Abstract
We have shown that the MNDO‐PM3 semiempirical molecular orbital method is capable of yielding calculated structures of oxaphosphetanes and ylides that are comparable with the experimentally known structures.
The MNDO‐PM3 method also reproduces the geometric and thermodynamic parameters of the “mythyical Witting half‐reaction”, previously calculated using a more elaborate and costly ab initio molecular orbital approach. In addition, using the SADDLE routine, we were able to find a transition state for this half‐reaction. This transition state resembles geometrically the transition state found using the ab initio approach (4‐31G* level). The energy of activation was calculated to be 9.2 kcal/mole, which is fairly comparable with the ab initio reslt of 5.2 kcal/mole.

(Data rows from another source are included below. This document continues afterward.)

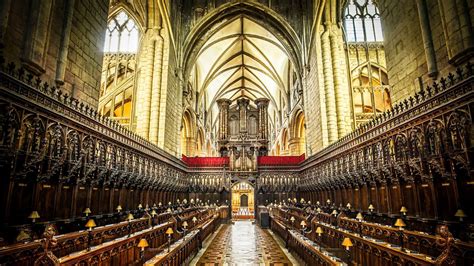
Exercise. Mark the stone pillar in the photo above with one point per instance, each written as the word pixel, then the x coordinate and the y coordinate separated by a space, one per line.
pixel 457 29
pixel 427 38
pixel 341 89
pixel 329 85
pixel 223 105
pixel 4 15
pixel 156 89
pixel 64 46
pixel 262 107
pixel 145 83
pixel 37 36
pixel 243 104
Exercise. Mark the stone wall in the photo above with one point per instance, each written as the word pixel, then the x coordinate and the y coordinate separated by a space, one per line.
pixel 406 52
pixel 62 41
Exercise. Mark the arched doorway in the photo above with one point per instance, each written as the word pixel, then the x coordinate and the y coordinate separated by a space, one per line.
pixel 243 200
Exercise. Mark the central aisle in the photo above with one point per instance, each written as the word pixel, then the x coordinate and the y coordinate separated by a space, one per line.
pixel 243 243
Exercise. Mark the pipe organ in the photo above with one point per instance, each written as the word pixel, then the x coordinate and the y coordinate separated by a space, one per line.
pixel 243 132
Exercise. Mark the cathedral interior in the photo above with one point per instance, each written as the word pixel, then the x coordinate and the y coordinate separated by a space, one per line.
pixel 236 132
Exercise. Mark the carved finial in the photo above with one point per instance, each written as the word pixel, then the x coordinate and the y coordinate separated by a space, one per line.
pixel 48 258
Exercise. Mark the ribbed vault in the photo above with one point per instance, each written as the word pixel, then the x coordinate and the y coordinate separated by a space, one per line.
pixel 241 59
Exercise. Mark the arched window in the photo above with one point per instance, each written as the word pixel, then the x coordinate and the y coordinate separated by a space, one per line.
pixel 119 69
pixel 366 57
pixel 362 22
pixel 122 35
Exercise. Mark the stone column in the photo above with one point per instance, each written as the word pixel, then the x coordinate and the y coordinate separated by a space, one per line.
pixel 223 105
pixel 64 46
pixel 340 81
pixel 427 37
pixel 243 104
pixel 145 83
pixel 37 35
pixel 457 29
pixel 4 15
pixel 156 89
pixel 329 85
pixel 262 107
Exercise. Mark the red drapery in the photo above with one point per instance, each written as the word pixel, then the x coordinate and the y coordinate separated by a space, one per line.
pixel 280 160
pixel 206 161
pixel 221 161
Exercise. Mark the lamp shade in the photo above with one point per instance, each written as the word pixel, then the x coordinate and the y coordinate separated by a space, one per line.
pixel 460 214
pixel 91 223
pixel 143 243
pixel 347 243
pixel 400 223
pixel 34 215
pixel 319 231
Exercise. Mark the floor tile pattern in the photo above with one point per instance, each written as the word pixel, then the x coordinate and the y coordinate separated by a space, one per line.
pixel 243 243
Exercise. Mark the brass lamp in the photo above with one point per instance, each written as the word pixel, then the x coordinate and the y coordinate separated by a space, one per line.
pixel 129 219
pixel 303 224
pixel 347 243
pixel 319 231
pixel 184 225
pixel 169 232
pixel 400 224
pixel 33 216
pixel 371 208
pixel 404 210
pixel 90 224
pixel 460 214
pixel 142 245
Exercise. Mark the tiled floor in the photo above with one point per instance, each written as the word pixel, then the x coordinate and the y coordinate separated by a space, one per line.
pixel 243 243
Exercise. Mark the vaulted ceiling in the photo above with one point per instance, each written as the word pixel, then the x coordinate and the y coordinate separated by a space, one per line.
pixel 241 59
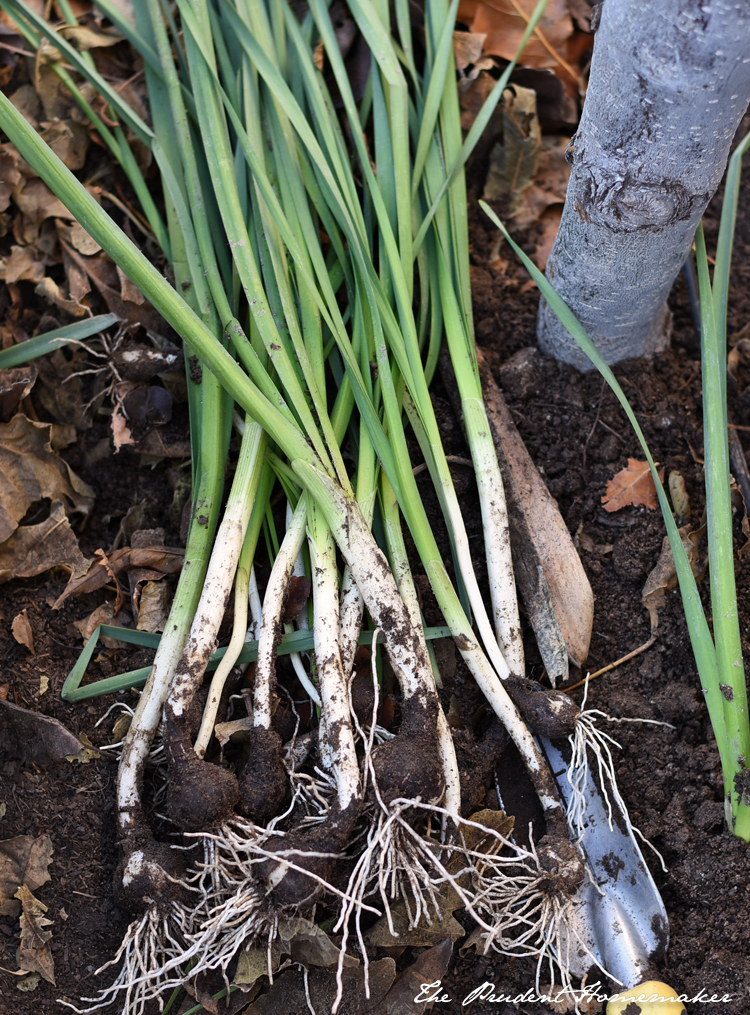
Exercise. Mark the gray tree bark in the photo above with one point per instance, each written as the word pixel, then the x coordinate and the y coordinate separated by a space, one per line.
pixel 670 82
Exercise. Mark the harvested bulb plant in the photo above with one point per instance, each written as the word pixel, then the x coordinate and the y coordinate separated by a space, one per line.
pixel 314 261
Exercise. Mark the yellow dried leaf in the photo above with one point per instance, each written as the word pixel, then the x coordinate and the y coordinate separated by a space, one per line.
pixel 21 630
pixel 33 951
pixel 631 486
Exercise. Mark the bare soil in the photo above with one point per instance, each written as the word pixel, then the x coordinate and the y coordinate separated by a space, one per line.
pixel 670 777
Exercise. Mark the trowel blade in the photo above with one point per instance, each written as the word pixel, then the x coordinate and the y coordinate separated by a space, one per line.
pixel 619 917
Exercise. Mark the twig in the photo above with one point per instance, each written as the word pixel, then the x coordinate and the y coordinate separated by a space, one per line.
pixel 612 666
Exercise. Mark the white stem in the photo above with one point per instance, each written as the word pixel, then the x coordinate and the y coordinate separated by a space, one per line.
pixel 440 474
pixel 351 605
pixel 147 714
pixel 337 746
pixel 273 603
pixel 507 714
pixel 496 534
pixel 225 666
pixel 256 608
pixel 301 622
pixel 351 610
pixel 220 573
pixel 405 645
pixel 405 582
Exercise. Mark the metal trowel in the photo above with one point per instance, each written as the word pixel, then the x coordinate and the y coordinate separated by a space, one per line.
pixel 619 918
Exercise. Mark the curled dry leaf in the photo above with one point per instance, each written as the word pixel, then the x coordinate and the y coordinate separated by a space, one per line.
pixel 467 47
pixel 631 486
pixel 30 471
pixel 22 266
pixel 108 566
pixel 514 162
pixel 33 737
pixel 33 549
pixel 539 537
pixel 549 185
pixel 33 953
pixel 23 861
pixel 504 26
pixel 21 630
pixel 679 495
pixel 153 606
pixel 15 384
pixel 663 578
pixel 69 141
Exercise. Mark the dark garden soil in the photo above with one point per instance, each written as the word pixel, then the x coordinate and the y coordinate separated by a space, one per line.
pixel 670 776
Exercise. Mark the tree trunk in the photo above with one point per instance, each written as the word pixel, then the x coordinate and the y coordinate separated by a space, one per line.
pixel 670 82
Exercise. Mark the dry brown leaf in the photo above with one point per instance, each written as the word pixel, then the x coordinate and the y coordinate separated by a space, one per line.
pixel 9 175
pixel 101 271
pixel 548 187
pixel 21 630
pixel 514 163
pixel 15 384
pixel 37 202
pixel 87 39
pixel 153 606
pixel 545 234
pixel 663 577
pixel 82 242
pixel 423 935
pixel 26 102
pixel 467 47
pixel 69 141
pixel 33 953
pixel 679 495
pixel 504 26
pixel 631 486
pixel 29 471
pixel 155 561
pixel 419 982
pixel 33 549
pixel 23 861
pixel 22 266
pixel 49 288
pixel 104 614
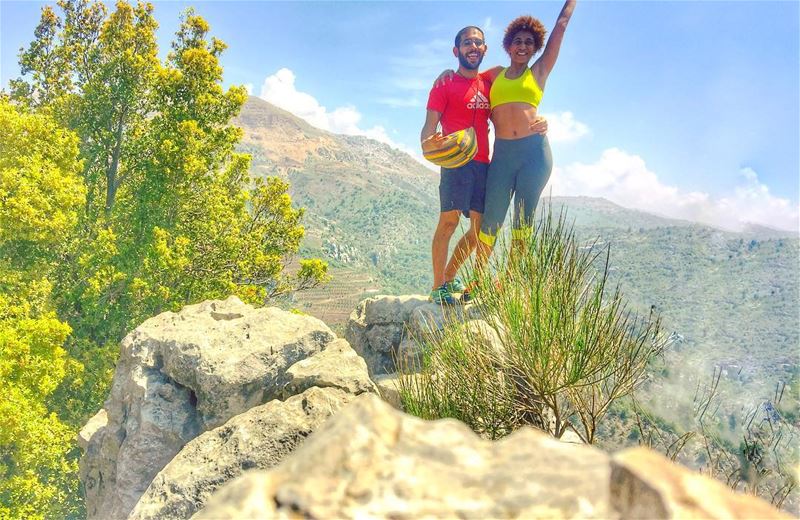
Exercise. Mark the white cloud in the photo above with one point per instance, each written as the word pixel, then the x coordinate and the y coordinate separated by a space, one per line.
pixel 280 90
pixel 624 179
pixel 562 127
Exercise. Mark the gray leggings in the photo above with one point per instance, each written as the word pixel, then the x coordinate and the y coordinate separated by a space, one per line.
pixel 519 167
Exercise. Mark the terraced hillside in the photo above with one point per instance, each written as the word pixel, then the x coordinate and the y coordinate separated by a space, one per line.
pixel 733 298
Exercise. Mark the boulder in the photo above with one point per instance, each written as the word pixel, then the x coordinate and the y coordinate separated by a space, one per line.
pixel 646 484
pixel 337 366
pixel 180 374
pixel 371 461
pixel 384 329
pixel 258 438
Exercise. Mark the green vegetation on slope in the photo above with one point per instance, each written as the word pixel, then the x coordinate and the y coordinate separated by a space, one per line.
pixel 121 196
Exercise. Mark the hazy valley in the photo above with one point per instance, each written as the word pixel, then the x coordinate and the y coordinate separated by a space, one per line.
pixel 731 299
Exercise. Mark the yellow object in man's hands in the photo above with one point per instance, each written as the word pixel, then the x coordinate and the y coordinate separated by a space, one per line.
pixel 451 151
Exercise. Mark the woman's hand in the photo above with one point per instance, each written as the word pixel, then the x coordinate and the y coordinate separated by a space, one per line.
pixel 539 126
pixel 445 77
pixel 434 142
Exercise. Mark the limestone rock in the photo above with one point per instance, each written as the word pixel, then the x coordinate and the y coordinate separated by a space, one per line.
pixel 258 438
pixel 384 329
pixel 645 484
pixel 180 374
pixel 338 366
pixel 99 421
pixel 371 461
pixel 377 327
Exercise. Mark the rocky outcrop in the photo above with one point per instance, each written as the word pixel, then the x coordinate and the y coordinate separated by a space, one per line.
pixel 261 437
pixel 180 374
pixel 372 461
pixel 258 438
pixel 384 329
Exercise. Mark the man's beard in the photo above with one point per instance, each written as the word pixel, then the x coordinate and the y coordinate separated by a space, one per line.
pixel 464 62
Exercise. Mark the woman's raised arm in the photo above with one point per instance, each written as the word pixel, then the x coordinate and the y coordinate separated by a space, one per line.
pixel 541 68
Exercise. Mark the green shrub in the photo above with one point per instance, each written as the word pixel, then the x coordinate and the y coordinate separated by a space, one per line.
pixel 564 346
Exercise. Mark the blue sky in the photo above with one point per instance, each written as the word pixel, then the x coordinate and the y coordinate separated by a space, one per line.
pixel 687 109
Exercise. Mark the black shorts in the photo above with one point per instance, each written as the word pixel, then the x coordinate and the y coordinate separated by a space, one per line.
pixel 463 188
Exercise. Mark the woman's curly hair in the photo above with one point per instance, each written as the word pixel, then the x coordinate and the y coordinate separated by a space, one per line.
pixel 525 23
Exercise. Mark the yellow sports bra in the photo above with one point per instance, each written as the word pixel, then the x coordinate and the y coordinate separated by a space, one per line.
pixel 523 89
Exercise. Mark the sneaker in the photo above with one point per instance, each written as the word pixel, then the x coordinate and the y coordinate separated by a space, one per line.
pixel 455 286
pixel 442 296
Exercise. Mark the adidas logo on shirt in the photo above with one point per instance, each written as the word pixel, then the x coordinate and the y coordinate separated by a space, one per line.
pixel 478 102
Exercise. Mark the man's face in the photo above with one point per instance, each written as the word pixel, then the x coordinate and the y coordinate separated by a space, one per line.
pixel 471 50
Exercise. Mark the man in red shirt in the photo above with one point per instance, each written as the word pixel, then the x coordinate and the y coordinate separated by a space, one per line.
pixel 458 104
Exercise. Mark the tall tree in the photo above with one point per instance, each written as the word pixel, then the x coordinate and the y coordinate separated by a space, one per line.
pixel 40 195
pixel 171 215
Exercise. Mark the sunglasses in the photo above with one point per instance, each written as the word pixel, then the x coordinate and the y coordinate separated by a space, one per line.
pixel 469 42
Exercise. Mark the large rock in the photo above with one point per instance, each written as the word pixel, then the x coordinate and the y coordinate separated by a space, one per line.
pixel 258 438
pixel 646 484
pixel 180 374
pixel 261 437
pixel 370 461
pixel 383 329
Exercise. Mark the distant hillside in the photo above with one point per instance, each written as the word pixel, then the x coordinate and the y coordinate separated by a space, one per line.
pixel 732 297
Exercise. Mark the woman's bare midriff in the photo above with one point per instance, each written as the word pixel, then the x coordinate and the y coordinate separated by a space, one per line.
pixel 513 120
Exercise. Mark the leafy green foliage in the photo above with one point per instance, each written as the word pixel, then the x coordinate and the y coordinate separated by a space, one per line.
pixel 142 206
pixel 40 195
pixel 171 216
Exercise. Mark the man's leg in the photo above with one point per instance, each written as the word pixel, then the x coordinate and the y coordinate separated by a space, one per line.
pixel 464 247
pixel 448 221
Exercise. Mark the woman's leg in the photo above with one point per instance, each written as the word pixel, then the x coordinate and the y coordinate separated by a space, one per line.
pixel 530 183
pixel 500 186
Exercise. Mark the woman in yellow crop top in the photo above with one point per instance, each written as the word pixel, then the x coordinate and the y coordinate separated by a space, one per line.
pixel 522 161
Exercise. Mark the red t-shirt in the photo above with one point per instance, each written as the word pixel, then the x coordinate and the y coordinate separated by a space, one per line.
pixel 461 101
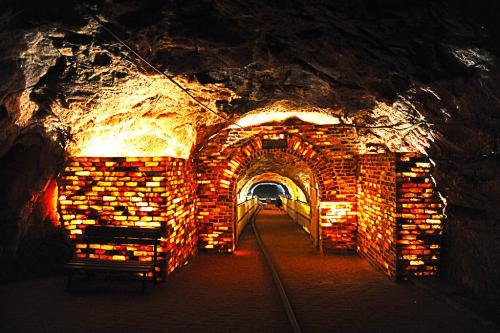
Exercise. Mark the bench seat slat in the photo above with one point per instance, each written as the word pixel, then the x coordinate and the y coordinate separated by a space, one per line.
pixel 119 236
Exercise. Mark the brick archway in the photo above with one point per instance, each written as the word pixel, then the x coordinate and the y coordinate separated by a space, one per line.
pixel 225 158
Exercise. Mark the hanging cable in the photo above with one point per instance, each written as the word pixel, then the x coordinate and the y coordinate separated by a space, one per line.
pixel 150 65
pixel 203 105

According to our calculations, and in general agreement with findings of Volatron and Eisenstein [11], the mythical Witting reaction reaction would be expected to proceed through a planar transition state for the cycloaddition of the ylide and the aldehyde in a process that superficially seems to be a synchronous one. However, an analysis of the evolution of the bond orders and the localized molecular orbitals throughout the reaction indicates that the PO bond has not been formed in the transition state, whereas the CC bond is about 40% formed. Therefore, the mythical Wittig half‐reaction is best described as a very asynchronous cycloaddition (a bordeline two step mechanism) with a planar geometry in the transition state, composed of a multi‐centered mPCCO bond orbital and with the phosphorus and the oxygen atoms sharing a strong attractive charge interaction. A similar description results from computations of the Wittig reactions of H~3~CHCH~3~ and (C~6~H~5~)~3~PCHCH~3~ with H~3~CCHO, which is inconsistent with the Vedejs geometry.